Rick Stewart ne connaissait pas les arbres de cytise qui poussaient en Bulgarie – et leur potentiel à produire un médicament pour arrêter de fumer – à l’époque où il était directeur général de la société pharmaceutique Amarin.
Il était trop profondément à l’intérieur de l’industrie pharmaceutique, un endroit souvent critiqué pour sa focalisation à courte vue sur les profits. Il devait d’abord échouer. Ce n’est qu’alors qu’il put repérer l’opportunité dans ces arbres à fleurs jaunes.
Maintenant, avec l’aide des National Institutes of Health, Stewart tente d’introduire le médicament dérivé du cytise sur le marché américain. La pilule agit en interrompant les envies de tabac, un peu comme le Chantix le plus vendu de Pfizer, mais peut-être sans les effets secondaires très médiatisés de ce médicament et à un prix beaucoup plus bas. Une récente série d’études positives a soutenu les perspectives de la pilule. Aujourd’hui, les chercheurs sont enthousiasmés par ce qui pourrait être le premier nouveau traitement pour arrêter de fumer depuis des années.

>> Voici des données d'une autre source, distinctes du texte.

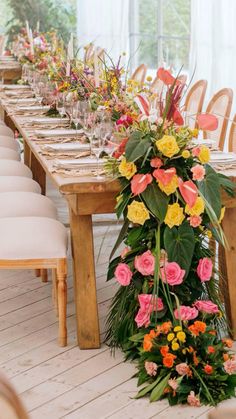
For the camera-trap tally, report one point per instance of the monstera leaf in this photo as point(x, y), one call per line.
point(156, 201)
point(137, 146)
point(179, 243)
point(210, 188)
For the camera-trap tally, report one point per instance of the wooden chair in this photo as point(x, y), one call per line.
point(140, 74)
point(10, 404)
point(220, 106)
point(194, 101)
point(232, 136)
point(20, 250)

« Nous en avons besoin », a déclaré David Shurtleff, directeur adjoint du NIH Center for Complementary and Integrative Health, expliquant pourquoi son agence aide à faire approuver le médicament.
Mais la promesse du cytise n’est pas nouvelle. Il a juste été négligé – pendant des décennies – mettant en évidence des lacunes dans la façon dont les médicaments sont traditionnellement développés.

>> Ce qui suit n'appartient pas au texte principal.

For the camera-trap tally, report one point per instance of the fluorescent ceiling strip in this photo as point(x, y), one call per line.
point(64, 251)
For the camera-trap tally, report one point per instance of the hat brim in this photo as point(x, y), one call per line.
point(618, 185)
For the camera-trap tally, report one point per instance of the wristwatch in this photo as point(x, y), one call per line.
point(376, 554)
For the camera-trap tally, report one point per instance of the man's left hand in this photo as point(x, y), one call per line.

En 2007, Stewart avait misé son travail à la tête d’Amarin sur un médicament différent. Miraxion était destiné au traitement de la maladie de Huntington et, très tôt, il a montré des signes d’amélioration des symptômes du trouble neurologique. Mais ensuite, le médicament a échoué à deux essais de stade avancé. Les investisseurs d’Amarin, une société de 240 millions de dollars basée dans le New Jersey, ont été stupéfaits. Les actions de la société ont chuté de 80 %. Stewart était sans emploi.

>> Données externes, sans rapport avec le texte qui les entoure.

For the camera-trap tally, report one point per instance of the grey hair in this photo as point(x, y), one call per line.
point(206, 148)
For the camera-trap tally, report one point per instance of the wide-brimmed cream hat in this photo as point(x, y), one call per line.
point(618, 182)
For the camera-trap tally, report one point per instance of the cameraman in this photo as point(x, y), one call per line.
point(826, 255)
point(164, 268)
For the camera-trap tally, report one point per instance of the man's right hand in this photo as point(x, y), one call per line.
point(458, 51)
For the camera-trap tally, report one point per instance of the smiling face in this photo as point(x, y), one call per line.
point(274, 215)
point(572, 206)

« Le PDG tombe toujours sur son épée », déclare maintenant Stewart, 56 ans.
Mais Miraxion a semblé aider les patients atteints de la maladie de Huntington – cela a juste pris plus de temps que les six mois alloués pendant les essais cliniques. Pourtant le mal était fait. Cela a conduit Stewart et Anthony Clarke, qui a également perdu son emploi après avoir mené les essais pour Amarin, à se demander quels autres médicaments incompris existaient. Ils sont allés à la chasse.
« Ces médicaments sont négligés ou indésirables. Ils ont besoin de soins affectueux », dit Stewart. « Et la pharma, pour une raison quelconque, ne peut pas s’en soucier. »
Ils ont créé une petite entreprise en dehors de Londres nommée Ricanto – un mélange de leurs prénoms. Ils décrivent l’objectif de l’entreprise comme l’optimisation des actifs pharmaceutiques. Ils pensaient que l’innovation ne se limitait pas aux nouveaux médicaments. Parfois, il s’agit simplement de redécouvrir les anciens.
Ricanto a trouvé un médicament composé utilisé par quelques médecins européens pour une maladie auto-immune rare et l’a introduit sur un marché plus large. Il a ensuite aidé à identifier un traitement pour l’épilepsie infantile sévère et a vendu les droits sur les médicaments à Zogenix, basé à San Diego, dans le cadre d’un accord de 130 millions de dollars.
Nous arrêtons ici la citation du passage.